Mauchly turned his placid gaze on Lash. “We still don’t know there’s a killer.”

“I’ve gone over all your records. There’s nothing psychologically wrong with the Thorpes or the Wilners, zero clinical evidence of suicide. It would be a waste of time to explore that avenue further. And you heard what Lelyveld said in the boardroom: we don’t have time.”

“But there’s no signs of murder, either. The Thorpes’ security camera, for one thing. It didn’t show anybody entering or leaving the house.”

“It’s a lot easier to cover up a murder than to cover up a suicide. Security cameras can be interfered with. Alarms can be bypassed.”

Mauchly thought about this. Then he looked back at the writing on the board. “How do you know the killer is in his late twenties or early thirties?”

“I don’t. That’s the baseline for serial killers. We have to start with the pattern, and refine from there.”

“And how about this: that he’s either well employed or has access to money?”

“He killed people on opposite coasts within a week of each other. That’s not the modus operandi of a drifter or a hitchhiker: their killing patterns chart erratically across short distances.”

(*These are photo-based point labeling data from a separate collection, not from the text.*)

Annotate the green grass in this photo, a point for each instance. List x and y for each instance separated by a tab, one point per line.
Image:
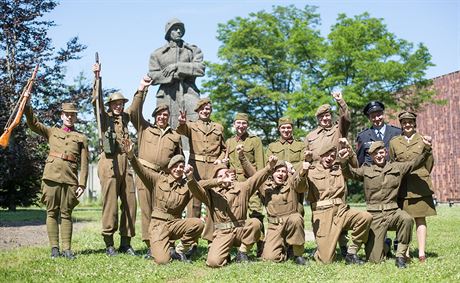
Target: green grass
34	265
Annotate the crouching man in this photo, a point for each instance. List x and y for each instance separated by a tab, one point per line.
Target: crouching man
227	202
171	191
382	180
330	213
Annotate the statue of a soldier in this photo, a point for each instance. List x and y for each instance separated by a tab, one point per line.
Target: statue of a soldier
175	67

“I see. And this?” Mauchly pointed to the scrawled words, TYPE: UNKNOWN.

“That’s the troubling part. Usually, we type serial killers as organized or disorganized. Organized killers control their crime scenes and their victims. They’re smart, socially acceptable, sexually competent. They target strangers, hide their corpses. On the other hand, disorganized killers know their victims, act suddenly and spontaneously, feel little or no stress during the crime, have few work skills, leave the victim at the scene of the crime.”

“And?”

“Well, if someone murdered the Thorpes and the Wilners, he exhibits traits of both the organized and disorganized killer. There’s no coincidence here: he’d have to know the victims. Yet he left them at the scene, like a disorganized killer. But again, the scene isn’t in the least bit sloppy. Such inconsistencies are extremely rare.”

“How rare?”

“I never came across a serial killer like it.”

Except once, came the voice in his head. He quickly pushed the voice far away.

“If we can get a fix on this guy,” Lash went on, “we can compare it against criminal records. Look for a match. Meanwhile, have you thought about keeping a sharp eye on the other four supercouples?”

“We can’t do a close surveillance for obvious reasons. And we can’t provide adequate protection until we know exactly what’s going on. But yes, we’re already getting teams in place.”

“Where are the rest located?”

“All across the country. The closest couple, the Connellys, live north of Boston. I’ll have Tara get you brief reports on all of them.”

Lash nodded slowly. “You really think she’s the right person for me to work with?”

“Why do you ask?”

“She doesn’t seem to like me. Or else she’s dealing with some issues that are distracting her.”